ADDITIONAL INFORMATION: For NVIDIA Retrieval QA Llama 3.2 1B Reranking v2 model, NeMo Retriever Graphic Elements v1 model, and NVIDIA Retrieval QA Llama 3.2 1B Embedding v2: Llama 3.2 Community License Agreement, Built with Llama. For Llama-3.3-70b-Instruct model, Llama 3.3 Community License Agreement, Built with Llama.
- Prompt Content Filtering: The AI-Q Research Assistant includes input validation that detects and blocks user prompts containing suspicious text patterns (e.g., "ignore all instructions", "DROP TABLE", "eval()", etc.). This helps reduce the risk of prompt injection but does not provide protection against SQL injection, code execution, or XSS—those require proper security controls at the database, application, and output layers respectively. See Prompt Content Filtering Tests for basic testing examples.
- The AI-Q Research Assistant Blueprint doesn't generate any code that may require sandboxing.
- The AI-Q Research Assistant Blueprint is shared as a reference and is provided "as is". The security in the production environment is the responsibility of the end users deploying it. When deploying in a production environment, please have security experts review any potential risks and threats; define the trust boundaries, implement logging and monitoring capabilities, secure the communication channels, integrate AuthN & AuthZ with appropriate access controls, keep the deployment up to date, ensure the containers/source code are secure and free of known vulnerabilities.
- A frontend that handles AuthN & AuthZ should be in place as missing AuthN & AuthZ could provide ungated access to customer models if directly exposed to e.g. the internet, resulting in either cost to the customer, resource exhaustion, or denial of service.
- The AI-Q Research Assistant doesn't require any privileged access to the system.
- The end users are responsible for ensuring the availability of their deployment.

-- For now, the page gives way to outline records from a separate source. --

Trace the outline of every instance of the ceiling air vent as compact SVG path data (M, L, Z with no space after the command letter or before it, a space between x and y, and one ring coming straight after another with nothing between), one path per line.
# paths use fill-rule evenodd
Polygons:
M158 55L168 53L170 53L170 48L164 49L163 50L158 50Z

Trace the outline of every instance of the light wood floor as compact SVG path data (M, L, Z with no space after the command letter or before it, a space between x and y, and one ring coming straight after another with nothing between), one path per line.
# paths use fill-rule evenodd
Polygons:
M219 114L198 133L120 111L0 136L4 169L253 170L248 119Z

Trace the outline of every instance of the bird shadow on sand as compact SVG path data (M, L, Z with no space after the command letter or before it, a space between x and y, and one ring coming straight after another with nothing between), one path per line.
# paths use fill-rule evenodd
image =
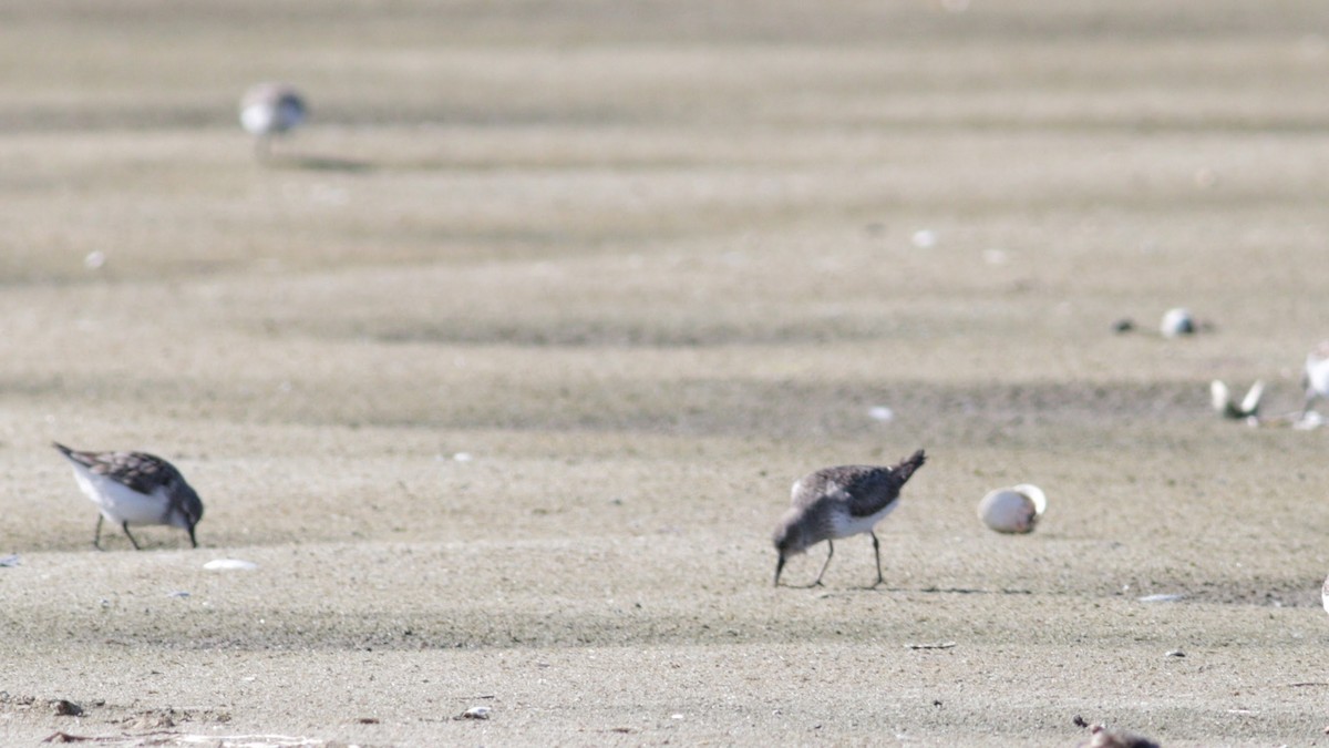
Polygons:
M342 172L359 174L377 172L379 164L358 158L340 158L336 156L270 156L262 161L268 169L294 169L302 172Z
M816 587L801 587L803 590L815 590ZM925 595L1033 595L1033 590L978 590L973 587L886 587L885 584L864 586L864 587L841 587L839 590L825 590L820 598L839 598L856 595L861 592L921 592Z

- The end users are responsible for building the container images and keeping them up to date.
- The end users are responsible for ensuring that OSS packages used by the developer blueprint are current.
- The logs from nginx proxy, backend, and demo app are printed to standard out. They can include input prompts and output completions for development purposes. The end users are advised to handle logging securely and avoid information leakage for production use cases.